The KnitPicks website has long been bedeviled by an Internet Explorer bug feature which sent you through an endless loop when trying to log into their site. However, a Ravelry user has noticed that Knit Picks finally implemented a fix.
Internet Explorer users rejoice – now you can log in to make purchases!
Background: Formerly, when logging into the Knit Picks website using Internet Explorer, you would try to log in, only to be redirected back to the same login page again. This problem did NOT occur when using Firefox, Opera, or any other sane browser.
Believe it or not, this behavior is actually a security feature. On June 5, 2000, Microsoft published the fateful security patch MS00-039. (The patch was later incorporated into Internet Explorer 6.) This patch was meant to prevent “Man in the Middle” attacks.

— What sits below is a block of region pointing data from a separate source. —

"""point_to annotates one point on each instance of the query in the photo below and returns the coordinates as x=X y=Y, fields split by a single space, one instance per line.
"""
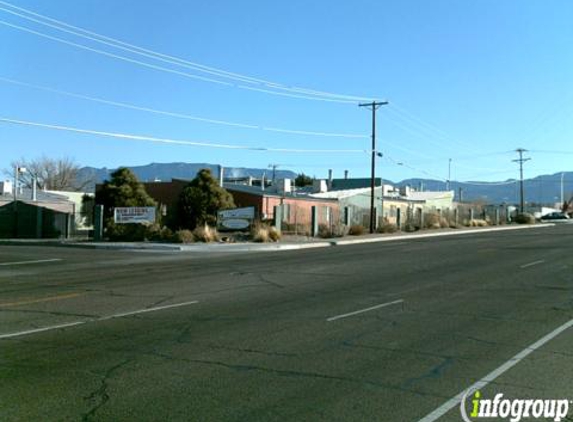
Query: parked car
x=556 y=217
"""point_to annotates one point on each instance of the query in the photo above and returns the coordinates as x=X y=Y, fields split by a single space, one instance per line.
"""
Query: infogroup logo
x=513 y=410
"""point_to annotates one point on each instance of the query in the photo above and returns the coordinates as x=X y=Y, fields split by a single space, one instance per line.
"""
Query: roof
x=44 y=199
x=270 y=192
x=355 y=183
x=428 y=196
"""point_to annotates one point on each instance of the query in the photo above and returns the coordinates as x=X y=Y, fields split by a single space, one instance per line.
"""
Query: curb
x=248 y=247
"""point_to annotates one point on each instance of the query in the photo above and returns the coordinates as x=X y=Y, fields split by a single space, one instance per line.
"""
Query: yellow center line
x=40 y=300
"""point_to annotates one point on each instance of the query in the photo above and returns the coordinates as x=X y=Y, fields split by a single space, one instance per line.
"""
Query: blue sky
x=467 y=80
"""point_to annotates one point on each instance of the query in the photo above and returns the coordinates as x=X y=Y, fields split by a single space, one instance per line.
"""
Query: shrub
x=274 y=234
x=126 y=232
x=411 y=227
x=156 y=233
x=387 y=228
x=356 y=230
x=478 y=223
x=263 y=233
x=432 y=221
x=260 y=234
x=183 y=236
x=205 y=234
x=524 y=218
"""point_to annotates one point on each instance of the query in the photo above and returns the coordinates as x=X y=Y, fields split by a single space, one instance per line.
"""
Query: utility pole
x=274 y=167
x=562 y=196
x=521 y=160
x=449 y=174
x=374 y=105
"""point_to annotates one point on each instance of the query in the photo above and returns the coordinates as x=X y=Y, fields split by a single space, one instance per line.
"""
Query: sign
x=236 y=219
x=134 y=215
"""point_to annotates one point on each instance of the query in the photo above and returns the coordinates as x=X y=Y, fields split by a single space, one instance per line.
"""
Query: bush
x=126 y=232
x=411 y=227
x=478 y=223
x=387 y=228
x=274 y=234
x=524 y=218
x=263 y=233
x=328 y=231
x=260 y=234
x=183 y=236
x=205 y=234
x=356 y=230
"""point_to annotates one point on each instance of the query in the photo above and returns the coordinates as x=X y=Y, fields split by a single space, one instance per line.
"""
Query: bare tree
x=51 y=174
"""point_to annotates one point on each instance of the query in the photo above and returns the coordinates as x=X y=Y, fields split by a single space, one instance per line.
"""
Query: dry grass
x=263 y=233
x=525 y=218
x=356 y=230
x=205 y=234
x=478 y=223
x=183 y=236
x=387 y=228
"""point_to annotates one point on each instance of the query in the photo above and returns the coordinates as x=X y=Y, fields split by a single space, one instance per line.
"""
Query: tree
x=51 y=174
x=87 y=209
x=303 y=180
x=200 y=201
x=123 y=190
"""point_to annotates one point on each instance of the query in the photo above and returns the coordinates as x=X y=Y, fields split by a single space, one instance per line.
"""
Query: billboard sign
x=134 y=215
x=236 y=219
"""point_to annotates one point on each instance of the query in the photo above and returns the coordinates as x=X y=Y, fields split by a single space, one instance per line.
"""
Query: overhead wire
x=180 y=115
x=134 y=49
x=173 y=141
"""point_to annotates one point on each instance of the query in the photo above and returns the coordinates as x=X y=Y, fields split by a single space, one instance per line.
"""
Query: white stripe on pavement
x=383 y=305
x=39 y=330
x=39 y=261
x=454 y=401
x=531 y=264
x=142 y=311
x=104 y=318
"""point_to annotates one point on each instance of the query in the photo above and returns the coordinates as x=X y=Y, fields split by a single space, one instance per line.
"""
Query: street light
x=562 y=196
x=17 y=172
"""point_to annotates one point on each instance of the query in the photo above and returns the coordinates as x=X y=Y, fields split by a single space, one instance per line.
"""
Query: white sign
x=236 y=219
x=134 y=215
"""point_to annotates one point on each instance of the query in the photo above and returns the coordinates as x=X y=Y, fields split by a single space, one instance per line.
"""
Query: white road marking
x=383 y=305
x=39 y=261
x=39 y=330
x=454 y=401
x=142 y=311
x=531 y=264
x=104 y=318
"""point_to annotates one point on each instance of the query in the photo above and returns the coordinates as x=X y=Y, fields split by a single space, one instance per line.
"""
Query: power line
x=429 y=129
x=173 y=141
x=165 y=69
x=181 y=115
x=112 y=42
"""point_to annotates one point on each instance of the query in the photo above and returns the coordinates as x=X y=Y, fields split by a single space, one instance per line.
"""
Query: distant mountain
x=545 y=189
x=167 y=171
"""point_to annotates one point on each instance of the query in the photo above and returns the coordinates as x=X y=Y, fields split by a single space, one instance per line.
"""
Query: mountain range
x=545 y=189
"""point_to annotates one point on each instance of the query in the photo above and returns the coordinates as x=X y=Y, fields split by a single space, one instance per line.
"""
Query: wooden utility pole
x=521 y=160
x=374 y=105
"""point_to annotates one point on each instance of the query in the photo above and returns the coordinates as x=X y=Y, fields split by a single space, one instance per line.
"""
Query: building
x=36 y=215
x=296 y=207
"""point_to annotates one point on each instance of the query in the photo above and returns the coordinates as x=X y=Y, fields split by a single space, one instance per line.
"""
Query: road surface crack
x=99 y=397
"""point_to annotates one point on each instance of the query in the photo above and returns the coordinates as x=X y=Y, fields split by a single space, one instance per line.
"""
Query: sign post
x=134 y=215
x=236 y=219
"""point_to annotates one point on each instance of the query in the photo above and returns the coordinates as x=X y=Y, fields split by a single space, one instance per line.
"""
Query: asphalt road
x=376 y=332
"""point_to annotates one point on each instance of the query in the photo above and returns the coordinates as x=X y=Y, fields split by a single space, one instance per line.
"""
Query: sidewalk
x=289 y=243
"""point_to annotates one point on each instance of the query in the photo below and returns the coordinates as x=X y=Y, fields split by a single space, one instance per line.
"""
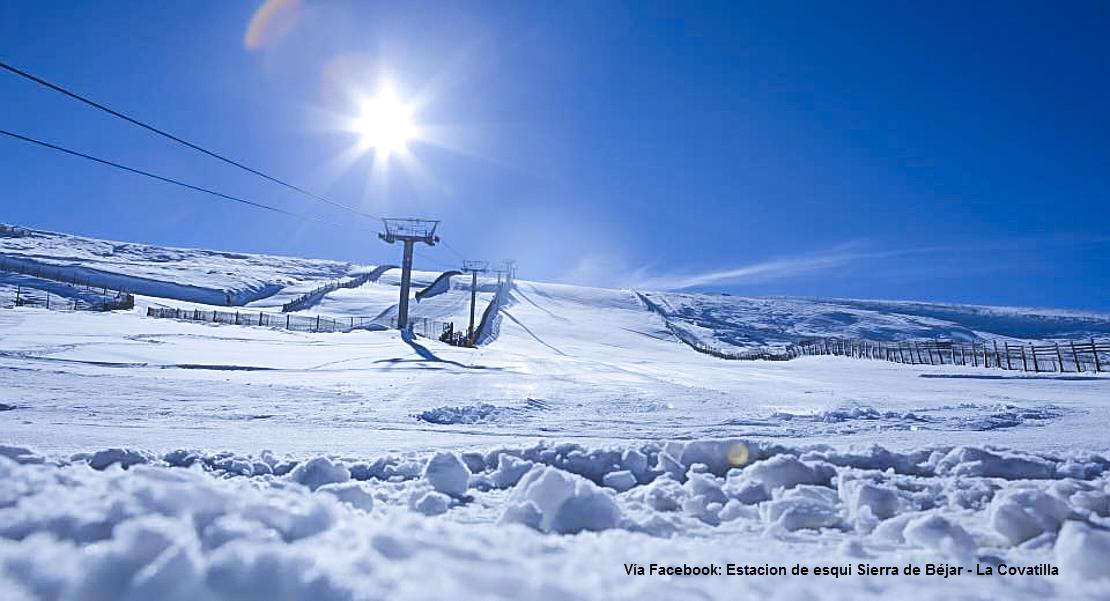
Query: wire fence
x=1046 y=357
x=1069 y=356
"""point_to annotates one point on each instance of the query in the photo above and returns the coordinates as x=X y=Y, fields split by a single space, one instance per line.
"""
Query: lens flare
x=385 y=123
x=271 y=22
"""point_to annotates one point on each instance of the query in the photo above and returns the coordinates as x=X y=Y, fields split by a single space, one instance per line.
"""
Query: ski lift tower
x=473 y=268
x=410 y=231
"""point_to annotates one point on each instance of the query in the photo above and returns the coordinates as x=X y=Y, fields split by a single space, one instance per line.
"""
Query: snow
x=159 y=459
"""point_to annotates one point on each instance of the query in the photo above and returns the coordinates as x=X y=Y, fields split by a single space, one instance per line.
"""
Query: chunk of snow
x=619 y=480
x=510 y=470
x=447 y=474
x=351 y=493
x=1083 y=549
x=784 y=471
x=319 y=471
x=432 y=503
x=559 y=502
x=1020 y=514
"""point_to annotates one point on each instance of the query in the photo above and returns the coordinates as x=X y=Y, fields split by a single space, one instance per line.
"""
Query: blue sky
x=948 y=151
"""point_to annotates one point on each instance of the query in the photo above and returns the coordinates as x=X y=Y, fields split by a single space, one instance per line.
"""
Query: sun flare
x=385 y=123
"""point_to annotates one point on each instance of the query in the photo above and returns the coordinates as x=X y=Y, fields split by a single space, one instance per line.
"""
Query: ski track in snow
x=157 y=459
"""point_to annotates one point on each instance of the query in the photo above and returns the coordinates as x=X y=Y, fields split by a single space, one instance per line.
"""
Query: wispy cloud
x=775 y=269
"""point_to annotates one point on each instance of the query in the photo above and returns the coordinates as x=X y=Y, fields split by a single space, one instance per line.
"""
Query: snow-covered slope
x=198 y=276
x=159 y=459
x=747 y=322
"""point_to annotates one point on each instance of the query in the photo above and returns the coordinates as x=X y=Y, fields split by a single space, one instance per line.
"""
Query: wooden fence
x=309 y=299
x=1060 y=357
x=422 y=327
x=79 y=294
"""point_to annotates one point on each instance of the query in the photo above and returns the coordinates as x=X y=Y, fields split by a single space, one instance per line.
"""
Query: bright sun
x=385 y=123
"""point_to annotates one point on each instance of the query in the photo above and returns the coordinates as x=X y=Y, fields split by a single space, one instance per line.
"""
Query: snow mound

To grossly over-simplify: in a Man in the Middle attack, while your browser is being directed from one site to another, it gets hijacked by EVIL EVIL HACKERS. (Crackers.) Microsoft’s security fix prevents this by detecting a URL redirect, and automatically sending you back to the original page.
The problem of course is that URL redirects aren’t always malicious. For example, you may go to http://knitpicks.com instead of http://www.knitpicks.com. If you then went to the KnitPicks secure login page, the URL would be https://knitpicks.com/login.asp.
The problem is that when you log in, you’re automatically redirected from https://knitpicks.com to https://www.knitpicks.com. At which point Internet Explorer squeals, “OH NO HACKERS, HELP!!!” and goes back to your original URL – https://knitpicks.com/login.asp – where you’re faced with the same blank login screen.
KnitPicks finally worked around this problem by implementing a top-level URL redirect. Now when you go to http://knitpicks.com you’ll notice that you’re automatically redirected to http://www.knitpicks.com first thing. (Since this redirect doesn’t happen on an SSL-secured page, Internet Explorer doesn’t object.) Since KnitPicks is using IIS, I assume they implemented the Microsoft version of an htaccess file.
It’s not KnitPicks’ fault that this happened, but I feel obliged to point out that their website has suffered from this problem for many years. I ran into the same problem myself in 2004. (Fortunately I knew what was going on, so I switched over to Firefox and logged in successfully.)
One can’t help but notice that they fixed the problem about a week after the giant Ravelry bitch-fest. Has no one ever complained of this problem before? Is the timing just a coincidence? Or were past complaints ignored as one-off freak issues, probably user-related?
Jess and Casey have always been active in repeating the Ravelry mantra, “Ravelry is not customer service!” Nevertheless, it seems that complaining about a problem in public on Ravelry creates more traction than direct contact alone.